From Robustness to Improved Generalization and Calibration in Pre-trained Language Models
This work addresses the challenge of making pre-trained language models more reliable and effective for natural language processing tasks, though it is incremental as it builds on existing robustness techniques from computer vision.
The authors tackled the problem of improving generalization and calibration in pre-trained language models by introducing a two-phase regularization method called JacHess, which enhances representation smoothness through Jacobian and Hessian regularization, resulting in significant improvements on the GLUE benchmark compared to unregularized fine-tuning and other methods.

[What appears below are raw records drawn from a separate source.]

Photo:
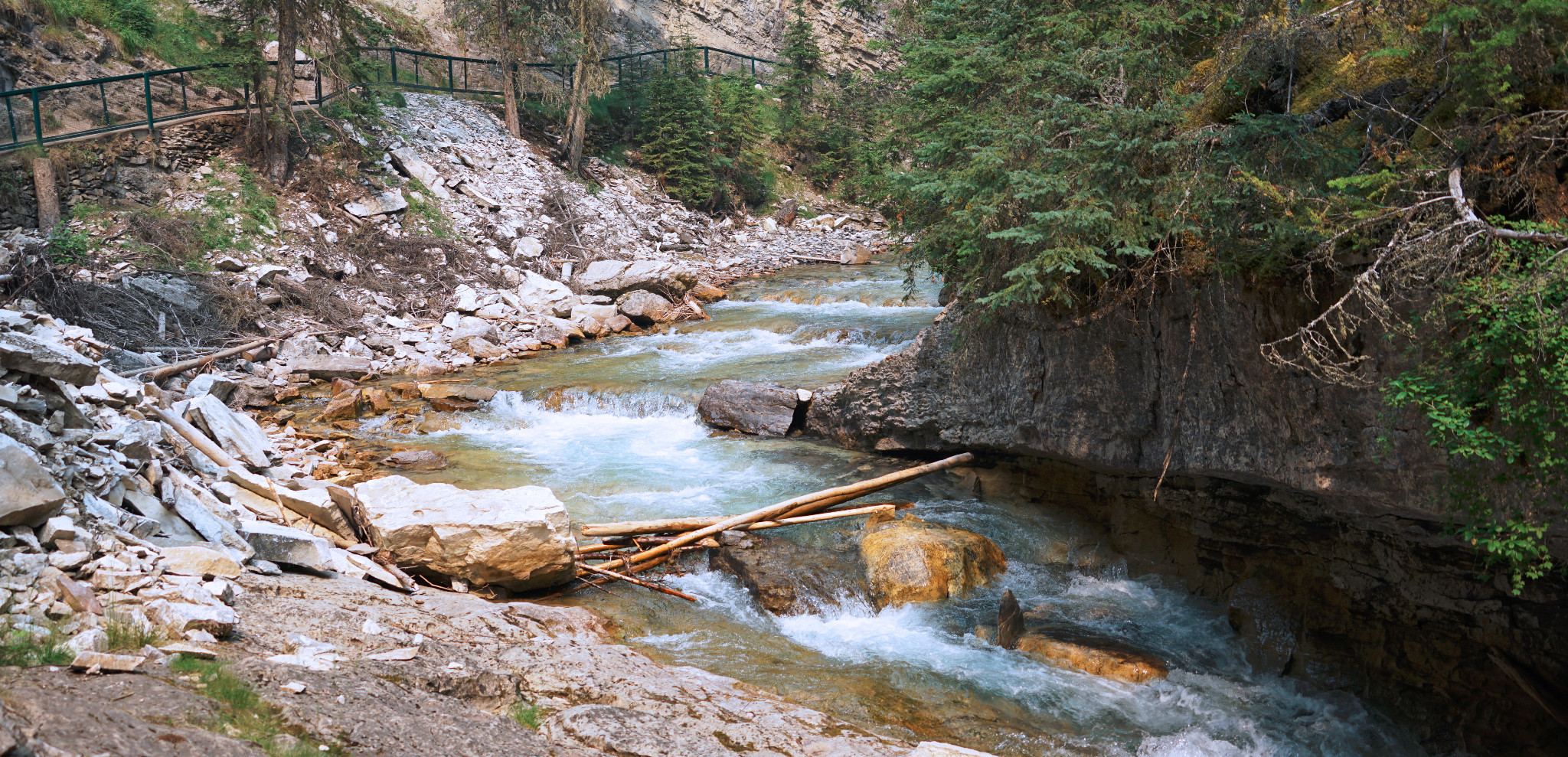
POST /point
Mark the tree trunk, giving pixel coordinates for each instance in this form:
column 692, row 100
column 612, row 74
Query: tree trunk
column 47, row 193
column 508, row 86
column 283, row 91
column 577, row 116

Enhancing generalization and uncertainty quantification in pre-trained language models (PLMs) is crucial for their effectiveness and reliability. Building on machine learning research that established the importance of robustness for improving generalization, we investigate the role of representation smoothness, achieved via Jacobian and Hessian regularization, in enhancing PLM performance. Although such regularization methods have proven effective in computer vision, their application in natural language processing (NLP), where PLM inputs are derived from a discrete domain, poses unique challenges. We introduce a novel two-phase regularization approach, JacHess, which minimizes the norms of the Jacobian and Hessian matrices within PLM intermediate representations relative to their inputs. Our evaluation using the GLUE benchmark demonstrates that JacHess significantly improves in-domain generalization and calibration in PLMs, outperforming unregularized fine-tuning and other similar regularization methods.